Ravneet Kaur is an international student studying business administration at UWinnipeg. She and a few friends volunteered to help out with the waste audit. 

“This is my first semester in this university, so I’m quite interested in these activities,” she said. “Everyone should be involved in something like this. It provides knowledge to people about recycling and composting…some people don’t know about waste.”

The goal of the audit is to collect data on the University’s waste diversion efforts.

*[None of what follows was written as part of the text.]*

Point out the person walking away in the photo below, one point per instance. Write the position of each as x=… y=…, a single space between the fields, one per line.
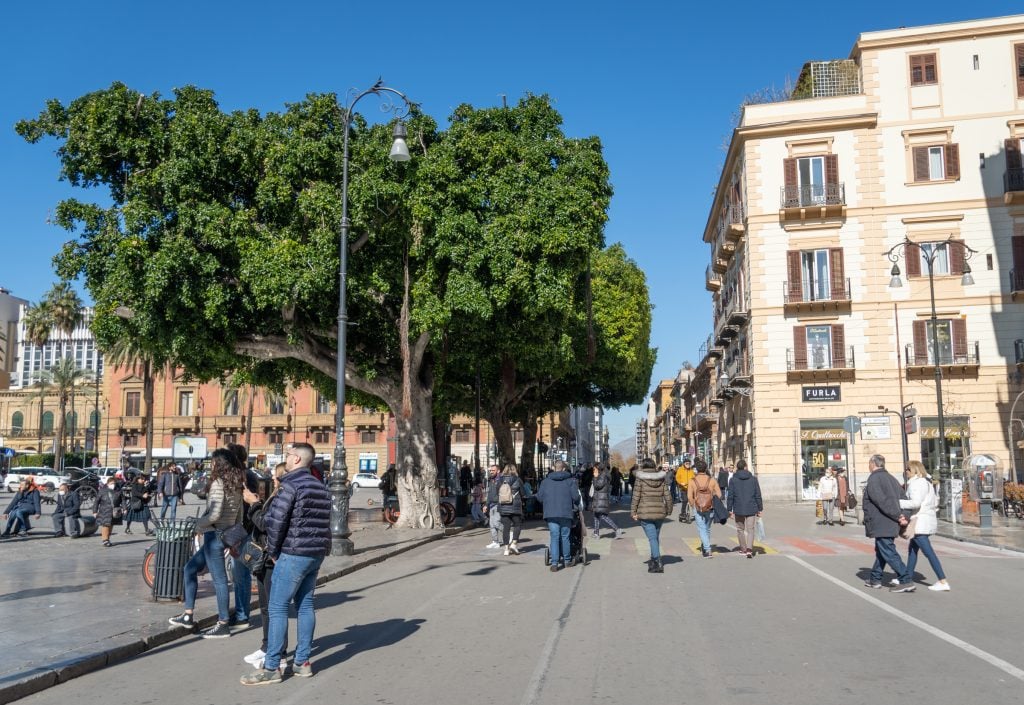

With the help of UWinnipeg’s Physical Plant and Bee Clean staff, the team gathered waste from main campus, the Buhler Centre, and the Richardson College for the Environment and Science Complex — making this the Sustainability Office’s most comprehensive audit to date.

Once collected, each bag was identified by the kind of bin it came from (single or multi-stream) and assigned a contamination percentage based on the number of things that weren’t supposed to be there — for example, the number of non-compostable items in compost bags.

Thanks to a partnership with the Canadian Beverage Container Recycling Association, the volunteers were able to sort the contents of the bags into 69 different waste categories. Being able to organize the waste so precisely, means the Sustainability Office is able to figure out how well they’re educating and communicating with the campus community.

“We know landfill diversion is a key element of environmental sustainability,” Wasylycia-Leis said. “It’s an important job that every member of the campus community is responsible for.”

In addition to gathering important data, the waste audit is also a chance to explore the idea of providing waste auditing services to local businesses as a student-led social enterprise. This would give students another opportunity for hands-on learning, says Wasylycia-Leis.

Once the data is analyzed the waste audit findings will be posted here on the Campus Sustainability Office’s website.